Although not as large in magnitude, CC participants also experienced improvements. In addition to general placebo effects, improvements in the CC group may be due to essentially receiving a “diluted” treatment. In effect, they received feedback that they were correct in accepting a benign/rejecting a threatening interpretation in CBM-I or when they were redirected away from threatening stimuli in CBM-A, both of which happened 50% of the time with the CC intervention. Finally, there may be effects resulting from exposure to anxiety-provoking stimuli.

While some metrics of feasibility were strong, such as the majority of participants who started the intervention completing it, only 26% of women who screened in with the CARS agreed to participate. Feasibility was negatively affected by the need to complete one session in the office and the reliance on Windows-based computers. One of the most common participant complaints was technical difficulties with the AIM-FBCR computer program. This was a recognized limitation of this pilot study, and future studies should refine the technology. Nonetheless, findings suggest the potential of a CBM approach in reducing FCR, either alone or as a complement to psychotherapy.⁴⁴

The results of the current study suggest the promise of AIM-FBCR as a low-cost, easily disseminated, home-delivered intervention with the potential to reduce FCR. Study strengths include the randomized controlled and mixed methods design. Limitations include a small, homogenous sample; potential selection bias due to study refusal, with only approximately one-quarter of women who screened into the study enrolling, and attrition; and reliance on a self-report measure of FCR. In addition, differences among participants who dropped out may have played a role in some of the observed results. Importantly, however, improvement in health worries was robust at follow-up, accounting for missing data.
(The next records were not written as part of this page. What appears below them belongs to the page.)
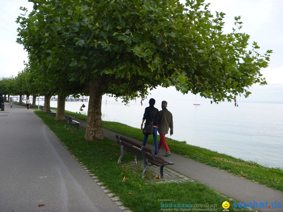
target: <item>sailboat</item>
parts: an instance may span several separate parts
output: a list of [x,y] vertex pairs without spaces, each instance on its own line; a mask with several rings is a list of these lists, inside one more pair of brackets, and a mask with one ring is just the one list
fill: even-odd
[[196,103],[196,103],[194,104],[194,105],[200,105],[200,104],[197,103]]

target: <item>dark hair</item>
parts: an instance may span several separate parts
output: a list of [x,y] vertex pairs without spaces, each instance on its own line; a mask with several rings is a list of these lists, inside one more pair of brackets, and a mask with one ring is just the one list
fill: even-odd
[[153,106],[155,104],[155,100],[152,98],[149,99],[149,102],[150,106]]

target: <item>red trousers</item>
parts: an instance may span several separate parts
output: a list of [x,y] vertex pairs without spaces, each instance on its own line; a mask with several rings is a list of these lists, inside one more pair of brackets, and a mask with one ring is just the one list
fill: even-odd
[[166,139],[165,139],[165,134],[159,134],[159,135],[160,136],[160,141],[159,142],[159,144],[158,144],[158,149],[161,150],[161,148],[163,145],[164,146],[165,151],[166,152],[170,151],[170,150],[169,149],[168,145],[166,143]]

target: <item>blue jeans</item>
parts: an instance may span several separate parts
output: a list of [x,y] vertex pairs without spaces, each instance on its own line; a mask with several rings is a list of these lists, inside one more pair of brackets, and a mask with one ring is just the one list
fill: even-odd
[[[157,155],[158,153],[158,141],[157,140],[157,130],[158,129],[158,127],[153,127],[153,140],[154,141],[154,146],[155,147],[155,154]],[[145,146],[146,144],[146,142],[147,141],[147,139],[148,138],[148,135],[145,135],[144,137],[143,138],[143,142],[142,143],[142,145],[144,146]]]

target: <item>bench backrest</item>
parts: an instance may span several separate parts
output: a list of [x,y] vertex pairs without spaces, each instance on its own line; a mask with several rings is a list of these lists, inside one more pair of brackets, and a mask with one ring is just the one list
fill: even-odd
[[71,122],[72,121],[72,117],[70,116],[67,116],[67,115],[65,115],[65,120],[69,120]]
[[[151,161],[154,161],[154,155],[153,154],[152,151],[150,148],[143,146],[127,138],[118,135],[116,135],[115,136],[117,139],[117,142],[121,142],[121,144],[120,143],[118,143],[118,144],[120,145],[122,144],[123,147],[125,149],[133,152],[133,153],[142,157],[141,149],[142,147],[143,147],[147,159]],[[133,147],[134,148],[132,148],[132,147]]]

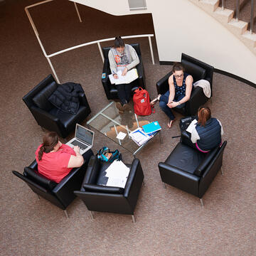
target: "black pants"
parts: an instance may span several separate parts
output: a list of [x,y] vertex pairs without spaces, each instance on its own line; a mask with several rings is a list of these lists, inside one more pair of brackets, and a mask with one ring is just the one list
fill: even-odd
[[129,84],[116,85],[117,89],[117,95],[120,100],[121,104],[124,105],[129,102],[132,93],[132,82]]

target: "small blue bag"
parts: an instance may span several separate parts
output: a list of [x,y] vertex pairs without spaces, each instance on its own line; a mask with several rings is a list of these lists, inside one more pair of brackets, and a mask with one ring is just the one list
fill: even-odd
[[112,163],[114,160],[122,160],[122,154],[119,153],[118,149],[114,151],[110,151],[107,146],[103,146],[97,153],[97,157],[101,161]]

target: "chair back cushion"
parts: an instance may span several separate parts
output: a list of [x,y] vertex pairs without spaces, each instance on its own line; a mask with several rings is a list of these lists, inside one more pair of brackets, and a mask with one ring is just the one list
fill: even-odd
[[44,177],[43,175],[40,174],[38,171],[29,167],[24,168],[23,175],[25,177],[32,180],[39,186],[48,191],[52,191],[57,185],[55,182],[48,179],[46,177]]
[[214,149],[211,150],[210,152],[206,154],[205,159],[201,162],[199,166],[196,168],[194,171],[194,174],[201,177],[206,171],[207,166],[212,161],[215,156],[217,154],[218,151],[220,150],[220,147],[217,146]]
[[123,194],[124,189],[122,188],[105,186],[92,184],[84,184],[83,188],[87,192],[107,193]]
[[181,63],[186,73],[192,75],[194,82],[206,78],[206,70],[204,68],[185,60],[183,60]]
[[179,142],[168,156],[165,164],[193,174],[204,158],[204,153]]
[[56,82],[52,82],[41,90],[32,99],[36,106],[47,112],[50,110],[53,107],[53,105],[48,99],[53,93],[53,92],[55,92],[57,87],[58,85]]
[[[139,43],[129,43],[129,45],[134,48],[134,50],[136,50],[138,55],[142,55],[140,48],[139,48]],[[104,55],[104,58],[105,59],[108,59],[108,52],[110,50],[110,48],[111,48],[111,47],[103,47],[102,48],[103,55]]]

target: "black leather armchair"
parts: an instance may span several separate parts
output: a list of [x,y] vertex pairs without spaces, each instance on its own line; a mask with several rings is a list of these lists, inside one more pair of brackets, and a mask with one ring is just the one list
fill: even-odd
[[124,189],[102,186],[107,181],[105,171],[110,164],[92,156],[80,191],[74,191],[87,209],[92,211],[130,214],[134,222],[134,212],[144,179],[139,159],[134,159],[132,165],[127,165],[130,171]]
[[49,75],[32,89],[22,100],[35,117],[38,124],[48,131],[56,132],[65,138],[75,129],[75,124],[84,121],[91,112],[85,95],[80,95],[80,107],[75,114],[64,112],[54,107],[48,98],[59,85]]
[[164,183],[198,197],[203,206],[203,196],[220,169],[223,174],[223,156],[227,142],[204,154],[190,146],[189,141],[186,132],[183,132],[181,142],[164,162],[159,163],[159,169]]
[[[87,154],[93,154],[92,151]],[[16,171],[13,174],[24,181],[32,191],[38,196],[48,200],[62,210],[68,218],[66,208],[73,202],[76,196],[73,191],[80,189],[82,178],[85,174],[88,162],[85,162],[81,167],[74,168],[71,171],[57,183],[48,179],[37,171],[36,160],[31,164],[24,168],[23,175]]]
[[[209,81],[213,96],[213,77],[214,68],[196,58],[182,53],[181,63],[185,68],[186,73],[191,75],[193,82],[204,79]],[[168,79],[172,74],[169,72],[156,82],[158,94],[164,94],[169,89]],[[198,108],[208,101],[208,98],[204,95],[203,89],[196,87],[193,89],[190,99],[186,102],[183,108],[174,107],[174,110],[184,116],[191,116],[197,113]]]
[[[138,72],[139,78],[132,82],[132,91],[134,92],[136,89],[138,89],[139,87],[145,88],[145,82],[144,82],[144,71],[142,63],[142,53],[140,51],[139,44],[139,43],[132,43],[130,44],[136,50],[138,57],[139,58],[139,63],[136,66],[136,68]],[[102,82],[105,91],[107,100],[115,100],[118,99],[117,96],[117,90],[115,87],[114,85],[112,85],[108,78],[108,75],[111,74],[110,68],[110,62],[108,59],[108,53],[110,50],[110,47],[104,47],[102,48],[103,55],[104,55],[104,64],[103,64],[103,70],[102,73],[106,73],[106,78],[102,78]]]

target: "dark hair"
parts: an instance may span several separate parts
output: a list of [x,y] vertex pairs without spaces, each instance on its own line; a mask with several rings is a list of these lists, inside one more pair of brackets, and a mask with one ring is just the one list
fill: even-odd
[[121,38],[121,36],[118,36],[114,38],[114,48],[124,47],[124,42]]
[[38,151],[38,160],[42,159],[43,153],[50,152],[58,142],[58,136],[55,132],[49,132],[43,136],[43,144]]
[[198,124],[205,127],[206,122],[211,117],[210,110],[208,107],[200,107],[198,110]]
[[185,68],[181,63],[175,63],[173,66],[173,73],[175,71],[185,71]]

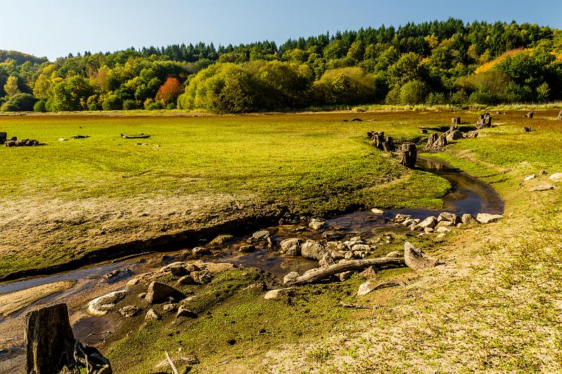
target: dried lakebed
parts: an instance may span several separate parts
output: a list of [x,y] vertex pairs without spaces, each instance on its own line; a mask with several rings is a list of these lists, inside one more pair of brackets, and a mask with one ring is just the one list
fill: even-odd
[[[447,179],[452,185],[452,191],[443,199],[443,207],[438,210],[393,209],[386,211],[382,214],[376,214],[371,211],[359,211],[327,220],[327,229],[335,229],[339,234],[348,236],[357,234],[376,234],[391,231],[404,232],[406,229],[393,224],[393,218],[397,214],[410,215],[414,218],[423,220],[430,215],[438,215],[440,211],[473,215],[478,213],[503,213],[503,202],[489,185],[440,162],[419,159],[417,166],[420,170]],[[296,236],[303,239],[324,239],[321,232],[309,228],[303,229],[300,224],[284,225],[267,229],[270,232],[270,238],[274,243]],[[258,267],[279,279],[289,272],[296,271],[302,274],[318,266],[316,261],[301,256],[281,255],[276,250],[268,248],[259,247],[251,253],[241,253],[238,248],[247,244],[248,237],[236,239],[234,242],[229,243],[228,248],[216,252],[213,256],[199,256],[197,258],[205,261],[230,262],[241,267]],[[121,322],[120,319],[112,314],[100,317],[89,316],[86,310],[88,302],[97,296],[123,289],[125,283],[136,275],[157,269],[175,261],[195,259],[190,251],[152,253],[48,276],[0,284],[0,297],[7,297],[10,293],[30,289],[40,290],[40,286],[55,282],[74,282],[74,286],[70,288],[51,295],[47,293],[47,296],[39,300],[30,297],[30,304],[21,305],[19,310],[0,317],[0,371],[7,372],[11,368],[17,367],[15,363],[21,359],[20,355],[23,352],[23,321],[25,314],[30,310],[58,302],[66,302],[76,338],[83,342],[95,344],[102,340],[105,334],[116,329]]]

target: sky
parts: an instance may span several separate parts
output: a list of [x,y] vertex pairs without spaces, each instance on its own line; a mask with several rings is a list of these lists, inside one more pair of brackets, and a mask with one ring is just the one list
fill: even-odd
[[562,0],[0,0],[0,49],[70,53],[233,45],[449,17],[562,29]]

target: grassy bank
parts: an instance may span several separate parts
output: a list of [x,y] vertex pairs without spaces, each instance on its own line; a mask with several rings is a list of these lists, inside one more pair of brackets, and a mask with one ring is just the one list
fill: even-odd
[[[423,123],[440,123],[439,115]],[[343,121],[348,117],[1,117],[9,137],[47,145],[0,148],[0,274],[272,210],[298,217],[439,203],[446,182],[408,171],[365,142],[373,129],[398,140],[418,137],[417,119],[404,112]]]

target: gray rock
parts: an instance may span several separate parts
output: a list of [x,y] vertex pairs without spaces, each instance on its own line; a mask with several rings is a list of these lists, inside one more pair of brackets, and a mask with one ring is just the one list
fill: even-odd
[[470,214],[463,214],[461,218],[462,223],[464,225],[472,225],[473,223],[478,223],[478,221]]
[[114,291],[93,299],[88,303],[88,313],[92,316],[105,316],[125,297],[127,292],[126,290]]
[[301,255],[306,258],[318,261],[327,252],[324,246],[313,240],[307,240],[301,245]]
[[160,314],[157,313],[155,309],[148,309],[148,312],[146,312],[146,315],[145,316],[145,319],[158,321],[161,319],[161,318],[160,318]]
[[299,273],[296,272],[291,272],[283,277],[283,284],[293,282],[297,278],[299,278]]
[[268,300],[277,300],[280,299],[282,296],[285,296],[289,295],[291,290],[293,289],[293,287],[289,287],[287,288],[279,288],[277,290],[271,290],[270,291],[268,291],[266,293],[263,298]]
[[136,305],[127,305],[119,309],[119,312],[125,318],[132,317],[139,312],[140,312],[140,308]]
[[182,292],[171,286],[160,282],[152,282],[148,286],[148,290],[145,298],[148,304],[152,305],[168,301],[170,298],[180,301],[186,297]]
[[476,220],[483,224],[492,223],[502,218],[503,218],[503,216],[499,214],[478,213],[476,216]]
[[301,254],[301,240],[299,238],[291,238],[285,239],[280,243],[281,252],[292,256],[296,256]]

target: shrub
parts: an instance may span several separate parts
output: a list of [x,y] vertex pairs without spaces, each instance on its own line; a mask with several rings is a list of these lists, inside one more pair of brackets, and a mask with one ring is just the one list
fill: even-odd
[[33,112],[44,113],[47,111],[44,100],[39,100],[33,106]]

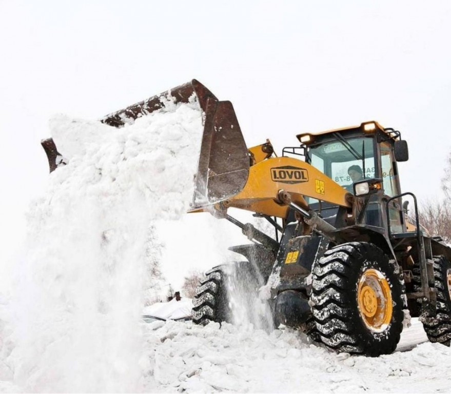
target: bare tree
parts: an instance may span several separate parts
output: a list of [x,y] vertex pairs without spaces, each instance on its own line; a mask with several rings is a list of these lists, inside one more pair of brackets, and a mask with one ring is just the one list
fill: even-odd
[[204,275],[200,271],[191,271],[186,277],[182,286],[183,295],[188,298],[193,298],[195,296],[196,287],[199,284],[201,278]]
[[442,178],[442,189],[445,193],[445,199],[451,203],[451,153],[446,157],[445,165],[445,175]]
[[[451,189],[450,189],[451,191]],[[440,235],[451,243],[451,204],[443,201],[426,201],[419,210],[420,223],[433,235]]]

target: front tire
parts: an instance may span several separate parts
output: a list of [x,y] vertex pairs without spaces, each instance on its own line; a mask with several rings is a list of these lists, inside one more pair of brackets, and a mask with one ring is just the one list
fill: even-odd
[[444,256],[434,258],[434,275],[437,288],[437,308],[433,316],[421,318],[431,342],[447,346],[451,342],[451,264]]
[[269,330],[273,323],[267,303],[259,299],[264,278],[249,262],[224,264],[208,271],[193,299],[192,321],[206,325],[223,322],[240,325],[252,323]]
[[313,268],[312,312],[330,349],[377,357],[396,348],[404,317],[404,281],[397,265],[372,244],[327,251]]

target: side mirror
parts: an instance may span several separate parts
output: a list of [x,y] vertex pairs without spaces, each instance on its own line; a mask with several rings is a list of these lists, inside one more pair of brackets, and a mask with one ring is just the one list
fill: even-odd
[[395,141],[395,159],[397,162],[406,162],[409,160],[407,142],[404,140]]

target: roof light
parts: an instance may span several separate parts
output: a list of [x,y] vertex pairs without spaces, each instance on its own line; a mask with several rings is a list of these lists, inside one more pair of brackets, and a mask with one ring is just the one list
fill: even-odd
[[311,138],[310,136],[310,134],[306,134],[304,135],[301,135],[301,138],[299,139],[301,142],[302,142],[303,144],[306,144],[308,142],[310,142],[310,139]]
[[371,122],[370,123],[365,123],[363,125],[363,130],[365,131],[374,131],[376,130],[376,123]]

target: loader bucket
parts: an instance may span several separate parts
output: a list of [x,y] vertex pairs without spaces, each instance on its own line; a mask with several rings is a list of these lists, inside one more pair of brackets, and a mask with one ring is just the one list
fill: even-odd
[[[249,159],[235,111],[230,102],[219,101],[196,80],[111,113],[100,121],[122,127],[164,108],[164,99],[168,97],[174,103],[188,103],[196,98],[204,113],[193,208],[210,205],[238,193],[247,180]],[[52,139],[41,144],[50,172],[66,164]]]

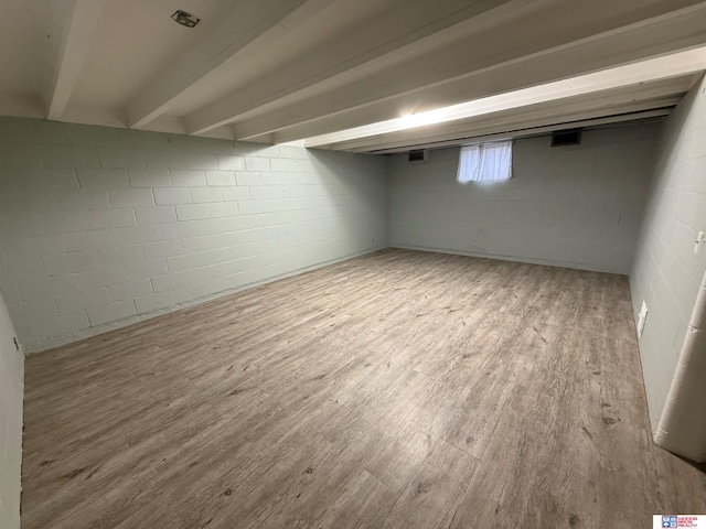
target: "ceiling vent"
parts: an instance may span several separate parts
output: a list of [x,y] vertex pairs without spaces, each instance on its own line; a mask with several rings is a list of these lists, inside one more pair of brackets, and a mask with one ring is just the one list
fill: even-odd
[[174,14],[172,14],[172,20],[176,21],[176,23],[179,23],[181,25],[185,25],[186,28],[193,28],[194,25],[196,25],[199,23],[199,21],[201,19],[197,19],[193,14],[188,13],[186,11],[182,11],[181,9],[179,9],[179,10],[174,11]]
[[409,151],[407,153],[407,161],[409,163],[413,162],[426,162],[427,161],[427,150],[426,149],[415,149],[414,151]]
[[552,132],[552,147],[578,145],[581,142],[581,129],[556,130]]

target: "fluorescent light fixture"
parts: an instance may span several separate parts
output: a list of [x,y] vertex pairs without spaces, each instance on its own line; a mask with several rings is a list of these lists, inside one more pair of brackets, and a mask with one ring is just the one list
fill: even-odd
[[321,147],[342,141],[356,140],[359,138],[398,132],[400,130],[473,118],[567,97],[639,85],[651,80],[666,79],[696,73],[705,68],[706,47],[698,47],[687,52],[680,52],[663,57],[628,64],[625,66],[603,69],[569,79],[523,88],[507,94],[483,97],[450,107],[411,114],[387,121],[332,132],[330,134],[317,136],[307,139],[304,144],[306,147]]

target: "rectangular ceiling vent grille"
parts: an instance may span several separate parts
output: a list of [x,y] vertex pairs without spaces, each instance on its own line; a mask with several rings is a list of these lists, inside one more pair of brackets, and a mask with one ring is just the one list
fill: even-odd
[[427,150],[426,149],[415,149],[414,151],[409,151],[407,153],[407,161],[409,163],[413,163],[413,162],[426,162],[427,161]]
[[556,130],[552,132],[552,147],[578,145],[581,142],[581,129]]

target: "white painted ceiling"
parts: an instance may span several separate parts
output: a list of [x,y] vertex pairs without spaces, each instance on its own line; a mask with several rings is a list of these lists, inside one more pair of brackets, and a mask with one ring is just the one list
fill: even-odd
[[[656,118],[706,68],[694,0],[1,6],[0,115],[359,152]],[[201,22],[176,24],[178,9]],[[379,125],[468,101],[453,121]]]

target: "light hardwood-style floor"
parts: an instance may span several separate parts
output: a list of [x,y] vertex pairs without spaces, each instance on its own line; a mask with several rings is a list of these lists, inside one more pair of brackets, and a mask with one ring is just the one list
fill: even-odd
[[26,360],[24,529],[646,528],[625,277],[386,250]]

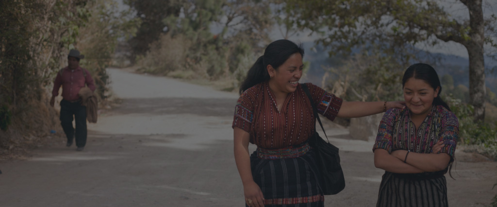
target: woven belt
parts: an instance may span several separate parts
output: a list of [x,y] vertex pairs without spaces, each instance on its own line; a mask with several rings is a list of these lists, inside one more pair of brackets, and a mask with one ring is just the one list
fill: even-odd
[[257,148],[257,157],[259,159],[277,159],[298,157],[305,155],[310,150],[309,144],[292,146],[287,148],[266,149]]
[[444,170],[436,172],[423,172],[420,173],[392,173],[394,176],[404,178],[411,179],[414,180],[426,180],[429,179],[438,178],[443,176],[445,171]]

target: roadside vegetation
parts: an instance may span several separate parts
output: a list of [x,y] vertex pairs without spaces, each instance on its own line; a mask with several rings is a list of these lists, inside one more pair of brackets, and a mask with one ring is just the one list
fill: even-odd
[[[401,99],[400,78],[410,63],[423,61],[451,71],[435,55],[414,46],[433,47],[452,38],[480,55],[483,49],[468,46],[482,37],[482,45],[491,49],[485,54],[495,57],[497,17],[480,13],[488,8],[486,1],[474,11],[484,20],[478,25],[454,19],[431,1],[421,1],[426,3],[125,0],[127,7],[120,9],[123,5],[113,0],[2,1],[0,155],[22,148],[26,140],[50,136],[51,130],[60,131],[57,111],[48,106],[47,97],[73,48],[86,55],[81,64],[93,74],[103,107],[112,99],[105,72],[110,65],[236,91],[271,42],[271,32],[285,38],[304,31],[319,35],[316,43],[329,49],[330,63],[323,68],[321,86],[350,101]],[[377,9],[365,9],[372,7]],[[399,10],[405,12],[400,15]],[[419,18],[423,13],[430,15]],[[429,24],[439,30],[431,30]],[[423,35],[411,35],[419,32]],[[306,67],[313,64],[306,62]],[[492,75],[492,69],[473,64],[463,71]],[[497,159],[495,87],[476,87],[482,79],[472,79],[468,88],[450,74],[441,76],[442,95],[459,118],[460,144]]]
[[[131,36],[139,20],[111,0],[0,1],[0,158],[63,140],[58,112],[50,106],[53,80],[77,49],[92,74],[101,105],[110,94],[105,68],[118,38]],[[135,21],[136,19],[136,21]]]

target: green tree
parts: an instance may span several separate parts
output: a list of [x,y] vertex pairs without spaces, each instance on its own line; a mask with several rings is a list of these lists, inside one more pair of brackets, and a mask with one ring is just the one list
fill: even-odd
[[88,6],[90,16],[80,29],[75,46],[85,54],[83,67],[92,74],[101,100],[107,97],[109,76],[106,69],[112,63],[119,38],[129,39],[136,32],[140,19],[130,10],[119,11],[114,0],[95,0]]
[[131,48],[130,60],[134,62],[137,55],[145,55],[150,44],[159,40],[161,34],[167,33],[170,25],[163,20],[168,17],[179,16],[186,0],[125,0],[136,12],[141,24],[136,35],[128,42]]
[[[452,16],[432,0],[319,0],[286,1],[287,15],[298,27],[323,35],[318,43],[336,52],[350,53],[363,47],[371,52],[391,56],[402,65],[420,59],[414,46],[432,47],[452,41],[464,46],[469,56],[471,104],[474,119],[485,115],[484,45],[497,48],[497,16],[484,18],[483,1],[460,0],[468,19]],[[488,32],[488,35],[486,35]],[[494,38],[495,36],[493,37]]]

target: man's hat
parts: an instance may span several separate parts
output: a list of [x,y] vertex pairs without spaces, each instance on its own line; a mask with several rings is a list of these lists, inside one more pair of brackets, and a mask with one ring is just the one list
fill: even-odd
[[78,59],[84,58],[84,55],[80,54],[80,51],[77,50],[71,50],[69,51],[69,54],[67,56],[68,57],[74,57]]

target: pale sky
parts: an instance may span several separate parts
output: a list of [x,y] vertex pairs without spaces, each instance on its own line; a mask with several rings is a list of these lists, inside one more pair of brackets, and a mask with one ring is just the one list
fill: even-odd
[[[469,12],[467,7],[460,0],[439,0],[438,1],[454,19],[460,21],[469,18]],[[484,0],[483,10],[484,15],[486,17],[490,16],[493,14],[497,14],[497,0]],[[497,27],[497,25],[496,26]],[[309,37],[308,36],[309,34],[309,33],[302,33],[299,34],[298,36],[294,35],[289,39],[295,42],[305,42],[312,41],[316,39],[316,36]],[[273,30],[271,32],[271,39],[275,40],[283,38],[277,29]],[[440,41],[440,44],[435,47],[427,47],[421,45],[416,46],[420,49],[431,52],[453,54],[462,57],[468,57],[468,51],[466,48],[459,43],[453,42],[445,43]]]

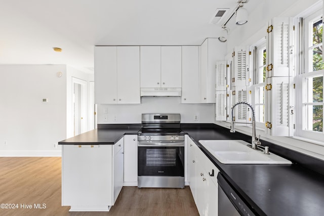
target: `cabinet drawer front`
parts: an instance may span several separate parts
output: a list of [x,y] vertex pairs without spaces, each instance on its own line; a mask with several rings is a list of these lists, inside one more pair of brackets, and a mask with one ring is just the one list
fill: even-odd
[[115,155],[122,149],[124,149],[124,138],[113,145],[113,155]]

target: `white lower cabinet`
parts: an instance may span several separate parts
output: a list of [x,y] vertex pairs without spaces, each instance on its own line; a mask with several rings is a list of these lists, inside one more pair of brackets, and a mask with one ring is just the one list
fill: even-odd
[[124,185],[137,186],[137,135],[124,136]]
[[198,211],[200,215],[217,216],[219,170],[190,139],[188,144],[189,185]]
[[189,176],[189,185],[195,202],[196,200],[196,151],[198,147],[191,140],[188,138],[188,172]]
[[108,211],[124,183],[124,139],[114,145],[63,145],[62,205]]

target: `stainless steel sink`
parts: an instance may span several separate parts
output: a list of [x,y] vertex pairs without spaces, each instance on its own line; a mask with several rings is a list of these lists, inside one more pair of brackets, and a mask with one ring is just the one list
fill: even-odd
[[291,161],[271,152],[253,149],[242,140],[199,140],[199,142],[221,163],[224,164],[289,164]]

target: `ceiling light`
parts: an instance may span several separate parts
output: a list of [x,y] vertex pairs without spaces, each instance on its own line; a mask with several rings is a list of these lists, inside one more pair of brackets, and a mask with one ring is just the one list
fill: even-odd
[[226,41],[227,40],[225,37],[218,37],[218,39],[221,42],[226,42]]
[[53,49],[55,52],[62,52],[62,49],[61,48],[58,48],[58,47],[53,47]]
[[248,22],[248,11],[243,6],[238,8],[236,12],[235,23],[237,25],[243,25]]

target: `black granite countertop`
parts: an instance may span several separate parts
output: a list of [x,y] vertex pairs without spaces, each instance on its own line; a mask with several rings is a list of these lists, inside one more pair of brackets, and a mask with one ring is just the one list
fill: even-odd
[[[324,176],[304,167],[298,158],[305,155],[290,152],[291,158],[281,154],[274,145],[270,151],[294,162],[293,164],[225,164],[220,163],[198,142],[201,140],[244,140],[251,142],[251,137],[214,126],[182,127],[197,145],[225,177],[228,181],[260,215],[319,216],[324,215]],[[267,145],[269,143],[266,141]],[[273,148],[272,148],[273,147]],[[276,151],[275,152],[274,151]],[[295,158],[296,157],[296,158]],[[316,164],[309,158],[313,166]]]
[[[60,142],[59,144],[113,144],[125,134],[137,134],[140,124],[110,124]],[[201,140],[243,140],[251,137],[214,124],[181,124],[190,137],[217,167],[248,204],[261,215],[324,215],[324,161],[266,141],[270,152],[293,164],[224,164],[198,142]],[[316,171],[319,171],[316,172]]]
[[98,125],[97,129],[59,142],[59,145],[113,145],[125,135],[136,135],[141,124]]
Future research should attempt to replicate these findings in a larger-scale RCT using a more sophisticated, user-friendly program that can be used on portable devices in diverse samples. It may also be valuable to test a more diverse pool of recurrence-related stimuli to target other domains of FCR. Trials should include clinician-rated and neurobiological measures of improvement (e.g., EEG)⁴⁵ and may screen for cognitive biases at baseline. Treatment response moderators and dose modifications should also be examined. Finally, given that FCR is one of the greatest concerns for survivors of a variety of cancers,⁴⁶ if it proves efficacious, this approach could also be adapted for other survivor populations.

Figure 2.

Change in CARS Health Worries over Time. Values represent estimated marginal means from GEE models with a Time × Condition interaction predicting CARS Health Worries. Response scale anchors for CARS Health Worries items are presented on the y-axis. Error bars represent the standard errors of estimated marginal means for each condition at each time point. CARS=Concerns About Recurrence Scale. AIM-FBCR=Attention and Interpretation Modification for Fear of Breast Cancer Recurrence. CC=Control Condition. GEE=Generalized Estimating Equations.